La centralina ha una produzione attesa di 52 MWh/anno, quando per la baita – che peraltro è già dotata di pannelli fotovoltaici – si stima un fabbisogno stagionale di circa 10 MWh. Nelle norme tecniche di attuazione del Piano Territoriale di Coordinamento è espressamente vietata la realizzazione di nuovi impianti idroelettrici e nuove derivazioni o captazioni d’acqua, con deroga per l’eventuale autoconsumo in loco (“fatta salva la piena compatibilità ambientale delle opere”); l’impianto realizzato è evidentemente sovradimensionato, uscendo dai termini della deroga.
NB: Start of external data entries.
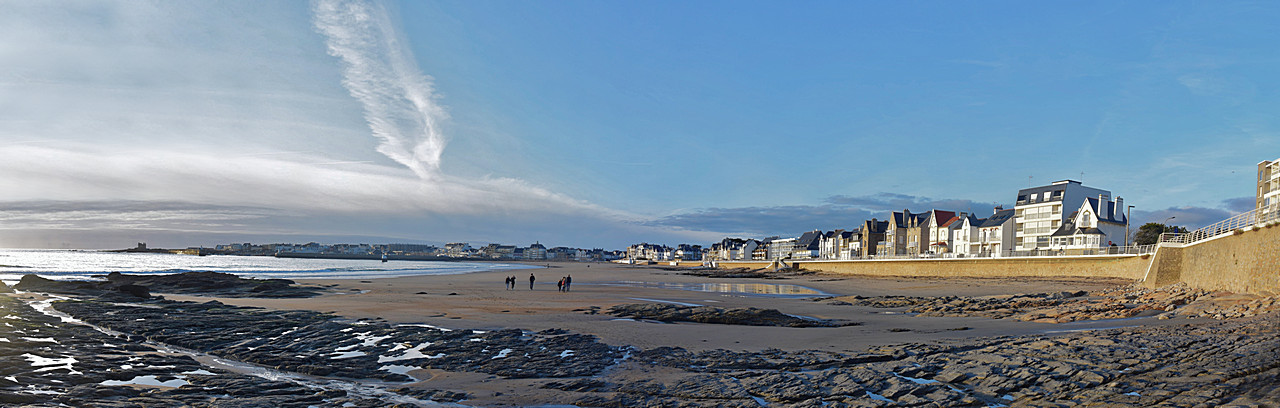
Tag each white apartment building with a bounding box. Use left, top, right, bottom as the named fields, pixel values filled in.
left=978, top=207, right=1016, bottom=257
left=1014, top=180, right=1124, bottom=251
left=1256, top=159, right=1280, bottom=208
left=769, top=238, right=799, bottom=260
left=1051, top=197, right=1129, bottom=250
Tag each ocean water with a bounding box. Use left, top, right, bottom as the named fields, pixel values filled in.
left=0, top=249, right=532, bottom=285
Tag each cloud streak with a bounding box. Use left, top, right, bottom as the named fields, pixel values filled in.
left=643, top=193, right=993, bottom=237
left=312, top=0, right=447, bottom=179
La misurazione del Deflusso Minimo Vitale (DMV), o deflusso ecologico, risulta effettuata tramite un’apparecchiatura che non soddisfa la necessità di teletrasmissione continua dei dati richiesta dalla normativa vigente.
Già a un anno di distanza dall’inizio dei lavori le prime ispezioni istituzionali avevano segnalato il mancato completamento dei ripristini ambientali: tubazioni ancora scoperte, mancati rinverdimenti, deposito di materiale di cantiere, uso massiccio di calcestruzzo, cattiva gestione dei rifiuti. A seguito di ciò da parte della Comunità Montana, ente gestore del Parco Adamello, è arrivata una diffida al concessionario che intimava il rispetto delle prescrizioni. Mentre il cronoprogramma dei lavori prevedeva di arrivare a conclusione nel termine di 5-11 settimane, un sopralluogo indipendente nel luglio 2025 ha evidenziato ancora un cantiere permanente non perimetrato, con misure di sicurezza deficitarie. Sono inoltre state rilevate ulteriori criticità: carenza di manutenzione, incongruenze con il progetto presentato, rifiuti bruciati in loco, gestione non corretta del gruppo elettrogeno e del suo carburante, presenza di telecamere non in conformità con i termini di tutela della privacy.
Nell’ottobre 2025 il Comune di Saviore dell’Adamello ha disposto un’ordinanza per la demolizione delle opere non autorizzate e non conformi, con il ripristino dei luoghi nell’area della centralina idroelettrica e la rimozione di tutto ciò che è stato costruito senza autorizzazione o in modo diverso dal progetto approvato. Tra gli interventi contestati rientrano opere nel letto del torrente (muri e deviazioni del corso d’acqua non previste), la realizzazione di un bacino artificiale in cemento al posto dell’invaso più naturale autorizzato, tratti di tubazioni posati in modo non conforme e rifiniture mai completate. A dare impulso all’azione delle istituzioni è stata la relazione tecnico-ambientale del Comitato per la Difesa del Parco dell’Adamello: il lavoro di monitoraggio, analisi ed informazione pubblica del Comitato – basato sul volontariato – ha evidenziato presunte difformità esecutive e criticità rispetto alle tutele vigenti, chiedendo il pieno rispetto delle regole.
Il caso in esame evidenzia la distanza tra l’obiettivo di riduzione degli impatti energetici del rifugio e le condizioni stringenti di tutela di un sito Natura 2000 d’alta quota; un’azione volta a portare benefici ambientali non dovrebbe andare a discapito dell’ambiente stesso, altrimenti sembra solo destinata a perseguire un interesse economico che, seppur lecito, non è collettivo.